Before you read it, I just want to make a few points. First, this type of comment is not nearly as rare as you might hope. I’ve written on teacher pay myself and let me tell you that a non-trivial number of teachers react like this. Second, when I read comments like this I wonder why their authors are still teaching. They seem to hate their job, hate the kids, and are filled with rage. If things are that awful perhaps they should look for other lines of work. Third, comments like this make me worried about how bright these teachers are. This guy clearly has difficulty with written English. He also has a hard time rationally processing the argument raised by Bob Costrell’s piece. The op-ed was about how Milwaukee teachers are paid 74.2 cents in benefits for every 1 dollar in salary. That rate is unsustainable and lacks transparency because fringe rates are less visible than salary. The comment does not rationally respond to any part of that argument. How can this person teach anything if he can’t read and understand an argument?
Let me be clear, I do not think all or even most teachers are like this guy. But a non-trivial number of them are. All of us, especially the good teachers, should be focused on how we can get people like this out of the classroom as quickly as possible.
Here’s the comment:
Mr. Costrell (and anybody who agrees with Bob),
You obviously have never experienced “teaching” to its fullest.
Teachers are not typical workers.
You obviously haven’t made a life-long career of “teaching” which cannot be expressed/explained in one word “teaching” let alone a discussion blog: You stand in a room for 7 hours a day 25-35 kids, unmotivated, sometimes you[‘re the best they’ve got, many with broken homes and social issues, baggage. A teacher enters the profession to make a positive difference in the world, then a kid in the class tells you “F U, I’m not doing this…”
Why don’t you take a Special Ed Teacher’s place for one day, and get SPIT on, kicked, smacked, get your hair pulled, get called names, and I dare you to come back the next day, and do it all over again.
Why don’t you stand in a teacher’s place, and put in your 7-3 with barely a lunch, cramming it down your throat in 10 minutes, because you spend your “LUNCH” calling parents, helping kids, tutoring, and planning awesome lessons.
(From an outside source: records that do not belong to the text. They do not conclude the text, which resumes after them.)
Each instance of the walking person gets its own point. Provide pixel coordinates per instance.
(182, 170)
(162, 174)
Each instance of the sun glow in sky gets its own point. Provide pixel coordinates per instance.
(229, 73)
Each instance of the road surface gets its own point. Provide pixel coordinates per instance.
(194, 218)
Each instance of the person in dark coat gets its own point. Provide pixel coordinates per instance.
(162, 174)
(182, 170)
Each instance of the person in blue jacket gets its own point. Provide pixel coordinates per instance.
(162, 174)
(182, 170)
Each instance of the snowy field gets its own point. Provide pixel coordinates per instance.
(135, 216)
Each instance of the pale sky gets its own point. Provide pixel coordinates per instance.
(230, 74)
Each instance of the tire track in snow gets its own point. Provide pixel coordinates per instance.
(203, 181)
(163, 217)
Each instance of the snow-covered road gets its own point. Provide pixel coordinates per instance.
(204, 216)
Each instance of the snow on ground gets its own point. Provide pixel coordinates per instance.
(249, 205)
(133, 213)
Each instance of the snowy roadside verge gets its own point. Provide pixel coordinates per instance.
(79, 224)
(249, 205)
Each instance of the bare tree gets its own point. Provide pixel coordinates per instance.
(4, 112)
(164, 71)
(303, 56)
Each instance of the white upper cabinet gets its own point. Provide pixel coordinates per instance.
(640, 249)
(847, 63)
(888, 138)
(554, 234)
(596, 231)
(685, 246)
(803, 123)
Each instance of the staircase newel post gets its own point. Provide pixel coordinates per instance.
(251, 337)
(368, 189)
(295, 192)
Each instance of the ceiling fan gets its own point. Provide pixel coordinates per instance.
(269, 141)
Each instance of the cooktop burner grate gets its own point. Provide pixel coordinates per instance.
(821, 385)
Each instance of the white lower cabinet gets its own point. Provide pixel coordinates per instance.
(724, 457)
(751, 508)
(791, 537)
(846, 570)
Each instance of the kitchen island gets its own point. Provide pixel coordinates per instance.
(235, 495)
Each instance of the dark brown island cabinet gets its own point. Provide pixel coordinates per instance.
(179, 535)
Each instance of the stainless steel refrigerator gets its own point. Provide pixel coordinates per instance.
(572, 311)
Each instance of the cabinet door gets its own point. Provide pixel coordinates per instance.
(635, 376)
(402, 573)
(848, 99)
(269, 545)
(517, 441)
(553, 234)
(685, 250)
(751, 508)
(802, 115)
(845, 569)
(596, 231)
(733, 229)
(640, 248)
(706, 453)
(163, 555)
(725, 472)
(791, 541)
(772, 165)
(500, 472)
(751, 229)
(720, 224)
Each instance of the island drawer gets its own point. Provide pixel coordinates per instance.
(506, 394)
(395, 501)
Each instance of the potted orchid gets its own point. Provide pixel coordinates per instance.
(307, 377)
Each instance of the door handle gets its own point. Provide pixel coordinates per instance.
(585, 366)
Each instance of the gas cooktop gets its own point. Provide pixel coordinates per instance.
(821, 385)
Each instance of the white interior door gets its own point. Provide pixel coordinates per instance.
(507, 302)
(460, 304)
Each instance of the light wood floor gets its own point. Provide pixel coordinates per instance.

Why don’t you, after your 7-4 shift, continue to coach until 6pm, and then continue to coach at the game, so the bus can return to the school at 10pm, and you can get home by 11pm, just to wake up at 5am and do it again the next day…I dare you. (and you wonder where our extra pay comes from).
I dare you to try to eat your lunch after a kid tells you sick stories, stories that would make you sick for weeks, where DCFS gets involved, that I can’t even share due to confidentiality and legality.
Why don’t you give it 150% everyday, all of the above, in addition to accepting constructive criticism from administrative and government demands for higher test scores, while balancing trying to teach your kids “critical thinking” skills, in addition to solely passing a standardized test, just to meet NCLB.
I dare you to step in a teacher’s footsteps for a day, and then standing up for what you believe in, and trying to keep your basic bargaining rights, and then losing your rights, and go back and give it 75% or more….do you seriously think a teacher would give it their all from that point on.
Why don’t you call all your teachers and thank them for everything they taught you: the ability to write what you believe, even though what you believe is a bunch of B S.
I dare you to send your kids to a school now, after posting your opinion.
Actually, good luck to anybody sending their kids to Wisconsin public schools after insulting the Wisconsin teachers like that. Teachers are more than just “teachers”. Don’t you forget it.
Mr Costrell, why don’t you walk in a teacher’s footsteps, and make a lifelong career out of it, before you open your stupid mouth.
FYI-you’re not a teacher, you’re a Harvard professor. Get off your high horse.